The contemplation of a DPA scheme and changes to foreign bribery laws form part of the Australian Government's broader consideration of options to facilitate a more effective response to corporate crime. Other recent and ongoing measures include:

  • a Senate Inquiry into Foreign Bribery, due to report by 30 June 2017;
  • an AFP and CDPP consultation on the Draft Self-Reporting Guideline in August 2016, due to be released shortly;
  • a Parliamentary Joint Committee on Corporations and Financial Services inquiry into whistleblower protections in the corporate, public and not-for-profit sectors, due to report by 30 June 2017;
  • a consultation by the Department of Treasury into changes to corporate sector and tax-related whistleblower laws, with submissions having closed on 10 February 2017;
  • a Senate Inquiry into Criminal, Civil and Administrative Penalties for White Collar Crime, which was released on 23 March 2017; and
  • the introduction of new offences for false accounting from 1 March 2016.

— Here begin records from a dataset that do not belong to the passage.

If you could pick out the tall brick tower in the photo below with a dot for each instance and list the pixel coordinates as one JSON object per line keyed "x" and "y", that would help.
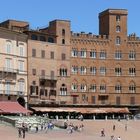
{"x": 113, "y": 22}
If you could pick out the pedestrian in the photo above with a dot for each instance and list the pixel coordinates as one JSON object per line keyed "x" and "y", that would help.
{"x": 119, "y": 138}
{"x": 102, "y": 132}
{"x": 114, "y": 127}
{"x": 19, "y": 132}
{"x": 125, "y": 127}
{"x": 23, "y": 131}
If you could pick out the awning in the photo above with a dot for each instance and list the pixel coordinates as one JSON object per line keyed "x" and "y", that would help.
{"x": 7, "y": 107}
{"x": 82, "y": 110}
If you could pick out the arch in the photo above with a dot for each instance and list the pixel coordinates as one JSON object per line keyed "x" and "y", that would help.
{"x": 118, "y": 28}
{"x": 21, "y": 101}
{"x": 8, "y": 46}
{"x": 132, "y": 87}
{"x": 118, "y": 40}
{"x": 42, "y": 38}
{"x": 63, "y": 41}
{"x": 34, "y": 37}
{"x": 63, "y": 90}
{"x": 63, "y": 32}
{"x": 50, "y": 39}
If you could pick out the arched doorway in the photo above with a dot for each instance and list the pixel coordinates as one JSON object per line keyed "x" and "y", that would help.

Clearly, this flurry of activity has the potential to reshape the calculus facing Australian corporations that come across instances of foreign bribery and other corporate misconduct in their ranks.

Footnotes
  1. Ben Morgan, Joint Head of Bribery and Corruption, UK Serious Fraud Office speech given on 8 March 2018 at a seminar for General Counsel and Compliance Counsel; see also comments of David Green, Director, in interview with The Guardian.
  2. Ben Morgan, Joint Head of Bribery and Corruption, UK Serious Fraud Office speech given on 1 December 2015 at the Managing Risk and Mitigating Litigation Conference.
  3. Although foreign bribery is not the only offence for which DPAs will be available, there is no doubt that improvement in identification and effective resolution of foreign bribery by, or on behalf of, Australian companies is a strategic driver behind the Australian Government's decision to introduce DPAs.
  4. Bribery Act 2010 (UK), ss.7, 8.
  5. Bruce W Bean and Emma H MacGuidwin, 'Expansive Reach — Useless Guidance: An Introduction to the UK Bribery Act 2010' [2011] 18(2) ISLA Journal of International and Comparative Law, 323, 339.
  6. Bribery Act 2010 (UK), s.7(5).
  7. Ministry of Justice, The Bribery Act 2010: Guidance.
  8. Proportionate procedures, top-level commitment, risk assessment, due diligence, communication (and training), monitoring and review.